- Nociva la “antiverdad histórica”
- Contra GIEI, Covaj y Encinas
- Justifica ausencia de folios
Julio Hernández López
La Comisión Nacional de Derechos Humanos (CNDH) dio ayer un paso más en el proceso de desmantelamiento de los insuficientes avances indagatorios de la desaparición de 43 estudiantes en Iguala, Guerrero, en septiembre de 2014.
De un golpe ha descalificado trabajos realizados por Alejandro Encinas como subsecretario y principal cabeza del esfuerzo realizado en un primer tramo del gobierno de Andrés Manuel López Federal, luego desguazado por ese mismo gobierno en su último trecho; de la Comisión para la Verdad y Acceso a la Justicia (Covaj); del Grupo Interdisciplinario de Expertos Independientes (GIEI) que aportó hallazgos y claves del caso que de otra manera nunca se habrían difundido, y de otras instancias civiles, no gubernamentales, que han contribuido al esfuerzo de verdad y justicia, hasta ahora no alcanzadas.
Además, el organismo a cargo de Rosario Piedra Ibarra emitió consideraciones exculpatorias del rol jugado por el Ejército, al grado de establecer en el punto 583 (página 458 de 867 que forman la recomendación 208VG/2026, disponible en www.cndh.org.mx, sección “Últimas recomendaciones”) que “para encontrar la verdad llana, y la justicia, ha sido igual de nociva la narrativa de la ‘Verdad Histórica’, como la narrativa de la ‘AntiVerdad Histórica’”.
Porque “mientras en la narrativa de la ‘Verdad Histórica’ se sostenía que la Normal de Ayotzinapa estaba infiltrada por grupos del crimen organizado, puesto que toda la carga estaba en estos últimos y en los policías municipales; en la narrativa de la “Anti-Verdad Histórica”, como la carga se ha querido trasladar al Ejército como una “acción de Estado”, luego entonces, éste tenía militares infiltrados entre los estudiantes y ese fue el detonante de los hechos. Lo planteó así el GIEI en su VI Informe: ‘La infiltración de los estudiantes de Ayotzinapa no era por el crimen organizado, sino por miembros del ejército que ejercían su papel de informantes’. Es decir, que a fin de cuentas, sea una o sea otra ‘verdad’, se acaba criminalizando siempre a los estudiantes e incluso, en ambos casos se acaba por trasladar la responsabilidad de los hechos a uno o a varios de ellos”.

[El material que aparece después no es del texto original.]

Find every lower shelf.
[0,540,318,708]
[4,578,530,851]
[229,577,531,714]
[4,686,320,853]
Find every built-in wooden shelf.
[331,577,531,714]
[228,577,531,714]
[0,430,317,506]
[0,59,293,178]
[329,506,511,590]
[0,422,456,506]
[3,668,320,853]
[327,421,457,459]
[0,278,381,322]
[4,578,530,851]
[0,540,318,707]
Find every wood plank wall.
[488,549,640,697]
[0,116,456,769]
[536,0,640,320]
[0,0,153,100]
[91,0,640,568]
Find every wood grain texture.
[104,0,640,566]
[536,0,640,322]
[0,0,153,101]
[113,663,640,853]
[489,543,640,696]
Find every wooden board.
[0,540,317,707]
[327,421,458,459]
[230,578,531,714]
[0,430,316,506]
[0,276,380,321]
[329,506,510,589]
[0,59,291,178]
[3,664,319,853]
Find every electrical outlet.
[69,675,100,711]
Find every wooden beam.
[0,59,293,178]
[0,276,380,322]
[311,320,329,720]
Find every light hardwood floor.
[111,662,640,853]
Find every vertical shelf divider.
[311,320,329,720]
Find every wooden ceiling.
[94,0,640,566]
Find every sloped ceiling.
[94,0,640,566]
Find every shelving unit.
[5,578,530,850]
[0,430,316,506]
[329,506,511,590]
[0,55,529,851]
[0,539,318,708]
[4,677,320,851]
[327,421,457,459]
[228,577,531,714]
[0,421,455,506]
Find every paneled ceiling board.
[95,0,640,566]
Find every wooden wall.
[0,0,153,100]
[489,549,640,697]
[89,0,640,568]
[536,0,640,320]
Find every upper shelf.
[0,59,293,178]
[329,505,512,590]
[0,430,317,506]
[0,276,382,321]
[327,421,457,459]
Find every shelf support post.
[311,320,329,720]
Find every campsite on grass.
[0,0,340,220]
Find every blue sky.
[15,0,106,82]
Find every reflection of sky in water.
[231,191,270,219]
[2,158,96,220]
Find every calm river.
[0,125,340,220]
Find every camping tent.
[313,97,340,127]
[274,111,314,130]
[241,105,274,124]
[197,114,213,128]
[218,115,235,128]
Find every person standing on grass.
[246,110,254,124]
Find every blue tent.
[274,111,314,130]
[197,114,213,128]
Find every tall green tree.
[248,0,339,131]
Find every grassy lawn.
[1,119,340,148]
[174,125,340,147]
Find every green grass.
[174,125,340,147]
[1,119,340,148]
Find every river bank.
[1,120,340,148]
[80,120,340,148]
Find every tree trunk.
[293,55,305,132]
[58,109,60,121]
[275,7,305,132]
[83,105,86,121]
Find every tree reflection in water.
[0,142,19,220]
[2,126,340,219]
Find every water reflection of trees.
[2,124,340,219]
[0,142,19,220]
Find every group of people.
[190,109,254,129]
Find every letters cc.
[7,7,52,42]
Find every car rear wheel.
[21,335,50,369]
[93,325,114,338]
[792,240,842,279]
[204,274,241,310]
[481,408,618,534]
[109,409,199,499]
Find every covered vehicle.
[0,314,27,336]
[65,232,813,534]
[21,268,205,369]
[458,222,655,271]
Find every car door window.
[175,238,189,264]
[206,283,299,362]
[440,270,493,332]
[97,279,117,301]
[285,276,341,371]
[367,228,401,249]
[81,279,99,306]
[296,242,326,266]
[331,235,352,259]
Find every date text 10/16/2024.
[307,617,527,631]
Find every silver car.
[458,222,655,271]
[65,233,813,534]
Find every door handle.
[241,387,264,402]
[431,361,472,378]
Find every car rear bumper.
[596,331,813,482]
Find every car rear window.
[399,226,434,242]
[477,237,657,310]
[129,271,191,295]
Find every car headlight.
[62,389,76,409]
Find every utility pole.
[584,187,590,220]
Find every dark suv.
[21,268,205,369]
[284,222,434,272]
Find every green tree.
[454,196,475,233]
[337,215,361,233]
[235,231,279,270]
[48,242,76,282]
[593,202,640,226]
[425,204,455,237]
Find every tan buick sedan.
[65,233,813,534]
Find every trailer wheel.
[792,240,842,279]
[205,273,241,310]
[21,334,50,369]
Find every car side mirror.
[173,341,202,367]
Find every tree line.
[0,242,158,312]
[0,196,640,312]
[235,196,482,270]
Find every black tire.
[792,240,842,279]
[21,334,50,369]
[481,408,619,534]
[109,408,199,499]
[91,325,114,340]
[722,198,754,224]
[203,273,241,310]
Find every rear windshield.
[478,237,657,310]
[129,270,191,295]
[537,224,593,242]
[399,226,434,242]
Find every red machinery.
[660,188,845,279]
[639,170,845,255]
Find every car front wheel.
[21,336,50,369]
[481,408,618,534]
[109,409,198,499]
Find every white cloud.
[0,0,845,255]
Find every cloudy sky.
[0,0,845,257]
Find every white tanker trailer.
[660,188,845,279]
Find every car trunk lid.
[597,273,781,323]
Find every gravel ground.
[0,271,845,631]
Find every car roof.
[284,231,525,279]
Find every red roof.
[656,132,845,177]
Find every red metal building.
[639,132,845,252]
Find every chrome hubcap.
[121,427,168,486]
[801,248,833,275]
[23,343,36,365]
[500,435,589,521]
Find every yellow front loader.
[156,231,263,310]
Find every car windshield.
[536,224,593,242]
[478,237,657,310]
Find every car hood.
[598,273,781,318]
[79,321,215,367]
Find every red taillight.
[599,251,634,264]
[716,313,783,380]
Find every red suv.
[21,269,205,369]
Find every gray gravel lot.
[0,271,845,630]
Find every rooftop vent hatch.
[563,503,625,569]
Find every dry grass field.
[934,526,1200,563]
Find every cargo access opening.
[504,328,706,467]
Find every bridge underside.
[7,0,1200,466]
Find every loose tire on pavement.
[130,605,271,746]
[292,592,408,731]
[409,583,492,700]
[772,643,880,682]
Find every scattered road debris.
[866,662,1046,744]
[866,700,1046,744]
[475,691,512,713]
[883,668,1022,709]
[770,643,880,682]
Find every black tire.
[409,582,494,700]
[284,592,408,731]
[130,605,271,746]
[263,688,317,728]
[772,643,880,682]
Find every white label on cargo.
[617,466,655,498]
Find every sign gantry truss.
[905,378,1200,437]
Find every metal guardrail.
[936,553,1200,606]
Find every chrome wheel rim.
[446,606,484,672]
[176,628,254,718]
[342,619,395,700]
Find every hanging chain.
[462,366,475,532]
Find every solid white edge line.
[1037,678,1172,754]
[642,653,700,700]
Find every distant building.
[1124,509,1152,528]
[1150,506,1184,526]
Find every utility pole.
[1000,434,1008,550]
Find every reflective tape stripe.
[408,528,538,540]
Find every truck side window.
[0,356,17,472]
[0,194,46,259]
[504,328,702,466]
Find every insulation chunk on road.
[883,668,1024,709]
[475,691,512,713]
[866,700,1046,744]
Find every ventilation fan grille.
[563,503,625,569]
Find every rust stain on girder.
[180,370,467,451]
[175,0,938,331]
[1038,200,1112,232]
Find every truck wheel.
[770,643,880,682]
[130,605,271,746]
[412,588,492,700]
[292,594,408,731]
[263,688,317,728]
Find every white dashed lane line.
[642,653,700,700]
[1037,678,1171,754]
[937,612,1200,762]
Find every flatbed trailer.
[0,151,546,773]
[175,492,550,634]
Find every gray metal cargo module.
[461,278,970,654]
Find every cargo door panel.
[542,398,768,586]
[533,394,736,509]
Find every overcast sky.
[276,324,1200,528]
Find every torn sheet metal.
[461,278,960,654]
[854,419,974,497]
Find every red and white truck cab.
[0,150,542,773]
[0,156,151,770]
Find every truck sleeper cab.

La recomendación de la CNDH, tan trascendente como polémica, no fue dada a conocer en conferencia de prensa sino a través de un comunicado colocado en internet sobre la emisión de una “recomendación reivindicatoria de la lucha de las víctimas directas e indirectas de los hechos ocurridos en Iguala, Guerrero, el 26 y 27 de septiembre de 2014, y de las deficientes investigaciones de los mismos”. En ese manejo informativo se destaca que la CNDH acreditó “violaciones graves a los derechos humanos de 92 estudiantes de la Escuela Normal Rural “Raúl Isidro Burgos” de Ayotzinapa”, con especial insistencia en denunciar las deficiencias en las investigaciones relacionadas con los hechos” (https://goo.su/6yGMsw ).
En los hechos, la actual administración de la CNDH, sumamente cargada a las líneas políticas establecidas por el actual gobierno federal, aporta su cuota al trabajo de desarticulación y estigmatización de los primeros trabajos promisorios de investigación impulsados en la primera parte del gobierno obradorista.
Con este posicionamiento, Piedra Ibarra colabora especialmente al proceso del primer y el segundo piso de la llamada 4T que ha buscado disolver y enturbiar el caso histórico, con acento especial en la intención de desmarcar a las fuerzas armadas de los criminales acontecimientos que en septiembre próximo cumplirán doce años sin que el Estado haya sido capaz de hacer algo más que declaraciones y embrollos.
Y, mientras en Chihuahua el partido de las cuatro mentiras (PVEM) ha dicho por voz de uno de sus sinuosos dirigentes, Arturo Escobar, que solo irá en alianza con Morena si la candidatura al gobierno estatal es asignada a Cruz Pérez Cuéllar, con lo cual se pretende descartas, en aras de la “unidad”, a la senadora con licencia Andrea Chávez, ¡hasta el próximo lunes!